ES IST ZEIT FÜR EINE SOZIALE rEVOLUTION

Das eine oder andere Feedback auf diese Blog-Beiträge und auf FGB zeigt, dass die eine oder andere Klarstellung bzgl. ihrer Intentionen sinnvoll ist. So meinte ein Leser, sie seien bloß eine weitere, auf dem Reißbrett entworfene Utopie, fern der derzeitigen gesellschaftlichen Realität. – Treffender hätte man kaum sagen können, was sie nicht sind.

Denn was ist eine Utopie? Natürlich, man versteht darunter einen "undurchführbar erscheinenden Plan", eine "Idee ohne reale Grundlage", ein Synonym für "Unwirklichkeit", "Traumgebilde", "Kopfgeburt", "Zukunftstraum"… (Duden). Der polemische Unterton ist dabei nicht zu überhören. Ein "Utopist" ist ja auch ein weltfremder Träumer, der irgendwelche Phantastereien ausspinnt und nicht merkt, dass sie fern jeder Realisierbarkeit sind. Er ist das Gegenteil eines Realisten.

T.I.N.A.

Nun sind aber in den letzten Jahren die sogenannten "Realisten" auch etwas in Misskredit geraten. Denn "Realismus" – das Machbare vom Utopischen klar unterscheiden zu können und sich darauf zu beschränken – läuft faktisch auf Stagnation hinaus. Keine Erneuerung ist jemals von jemandem gekommen, der seine Phantasie von vornherein auf das eingegrenzt hat, was ihn naheliegend und machbar schien. Mehr und mehr Menschen sind derzeit mit dem gesellschaftlichen Status quo unzufrieden und wünschen sich Veränderungen. Was sie deshalb am meisten auf die Palme bringt, ist die Entgegnung, dies alles sei "alternativlos". So erklärte schon Margaret Thatcher ihren radikal-neoliberalen Kurs für den einzig möglichen: "There is no alternative" (T.I.N.A.).

Je mehr den Bürgern eingeredet wird, dass die derzeitigen Verhältnisse "alternativlos" seien, desto mehr Widerstand regt sich gegen diese Einengung, und desto mehr wächst die Bereitschaft, sich für radikale "Alternativen" zu öffnen. Was ein Gutteil des politischen Erfolges der "Alternative für Deutschland" und anderer populistischer Parteien erklärt, so nach dem Motto: "Sie werden sich noch wundern, was alles möglich ist!" (O-Zitat des damaligen FPÖ-Präsidentschaftskandidaten Norbert Hofer.)

In einem Klima der gesellschaftlichen Stagnation haben ergo auch Utopien wieder Aufwind.

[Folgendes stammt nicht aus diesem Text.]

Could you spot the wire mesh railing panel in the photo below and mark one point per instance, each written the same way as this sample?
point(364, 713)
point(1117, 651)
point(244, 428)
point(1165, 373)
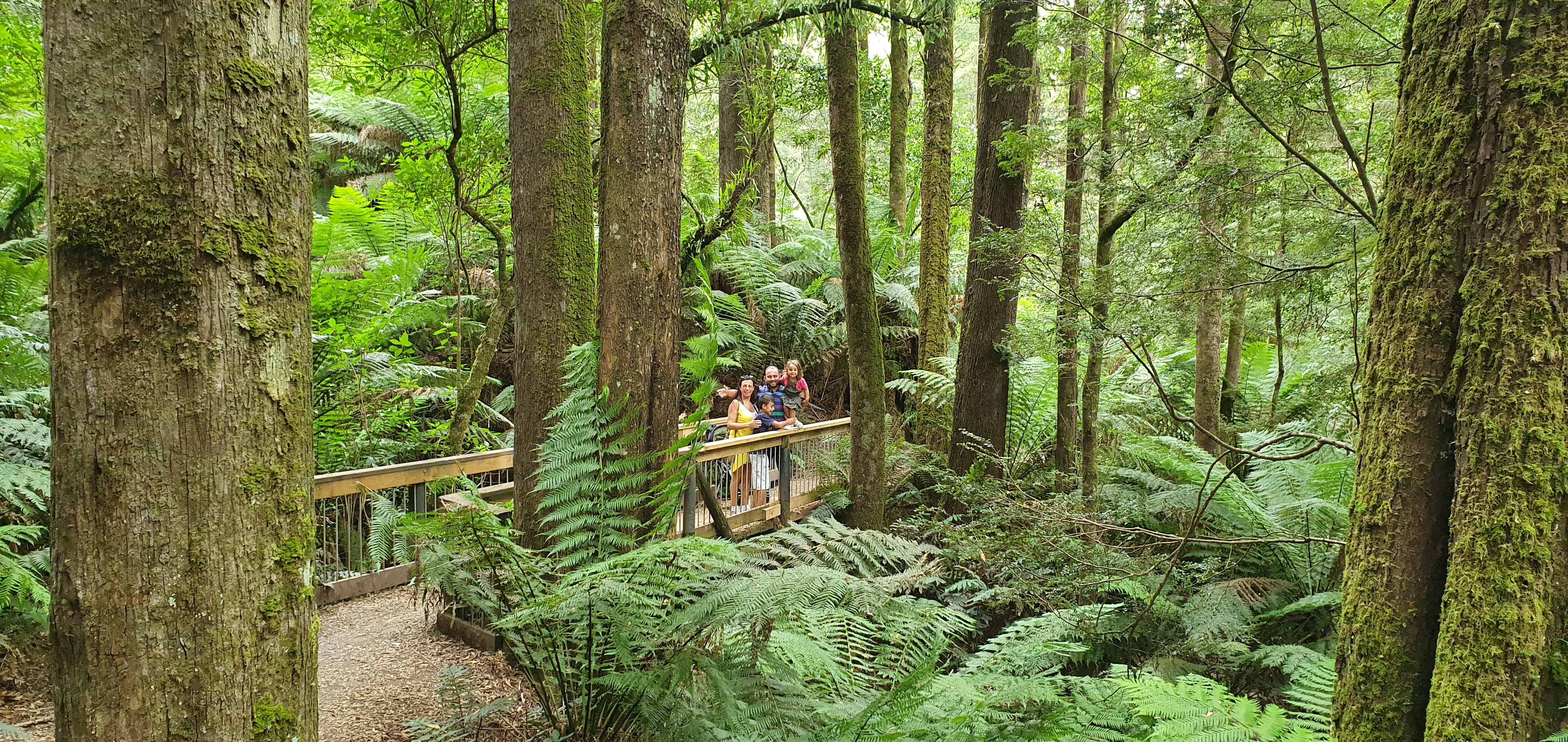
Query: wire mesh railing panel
point(344, 525)
point(744, 482)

Die aktuelle Ausgabe von Futurzwei ist dem Thema Utopien gewidmet, und Herausgeber Harald Welzer schreibt im Editorial: "Scheiß auf die Rechten. Unser Problem ist, dass wir uns zu wenig Utopie zumuten, die wir aber brauchen, um Menschen auf dem zivilisatorischen Pfad zu halten, die verwirrt, müde, überfordert und abgelenkt sind." Mut zu Utopien! ist also nun bei all jenen angesagt, die sich mit dem alternativlosen Auf-der-Stelle-Treten nicht abfinden wollen. Kein Wunder, dass deshalb auch die untoten linken Utopien wieder vermehrt Zuspruch bekommen – ungeachtet der -zig Millionen Toten, die diese Utopien im letzten Jahrhundert gekostet haben. "Das waren ja nur Abirrungen; der wahre Sozialismus wurde noch gar nie verwirklicht, dem muss man noch eine Chance geben!" So oder ähnlich die beschwichtigende Argumentation. Blöderweise ist sie blind für das eigentliche Problem aller Utopien (vgl. dazu meinen früheren Beitrag, den ich nun um einen neuen Aspekt ergänzen möchte).

UTOPIA

Nehmen wir als Beispiel Thomas Morus' Utopia aus dem Jahr 1516 – es ist weniger verfänglich als aktuellere, z.B. sozialistische Utopien. In diesem Essay stellt Morus im Kleid eines fiktiven Reiseberichts eine Insel dar: Utopia. Sie ist, wie das Griechische ou-tópos sagt, ein Nicht-Ort, inexistent. Der vollständige Titel des Werks – „Vom besten Zustand des Staates und der neuen Insel Utopia“ – spricht aus, dass Morus damit einen Idealstaat darstellen wollte. Die entscheidende Frage, die nirgends gestellt wird ist: Aufgrund wovon? Aufgrund welcher Grundannahmen, Überzeugungen, Werthaltungen usw.? Diese liegen unausgesprochen Morus' Utopia zugrunde, ebenso James Harringtons utopischem Werkt Oceana or The Commonwealth of Oceana (1656) und allen folgenden Utopien. Wer die jeweiligen impliziten Grundannahmen, Überzeugungen, Werthaltungen… teilt, stimmt auch ihren (utopischen) Umsetzungen zu, wie sie in jenen Werken "beschrieben" werden. Wer z.B. in Liberalität einen gesellschaftlichen Grundwert sieht, sieht in allen Anwendungen dieser seiner Überzeugung ein erstrebenswertes Ziel. Für wen soziale Gerechtigkeit der oberste Wert ist, kann sich mit sozialistischen Utopien identifizieren, und so fort. Man könnte so sämtliche Utopien durchchecken, welche unausgesprochenen oder ausgesprochenen Sympathien und Abneigungen ihre Autoren hegten, dass sie just zu diesen oder jenen Vorstellungen einer Idealgesellschaft gelangten. Und von da her ist auch nachvollziehbar, dass nach einem jahrzehntelangen Siegeszug des Wirtschaftsliberalismus das Pendel nun in die andere Richtung ausschlägt und Sozialutopien wieder Hochkonjunktur haben. Menschen, die die sozialen Folgen des Neoliberalismus erkennen suchen eben nach Alternativen, und mit linken Gerechtigkeitsutopien können sie sich identifizieren.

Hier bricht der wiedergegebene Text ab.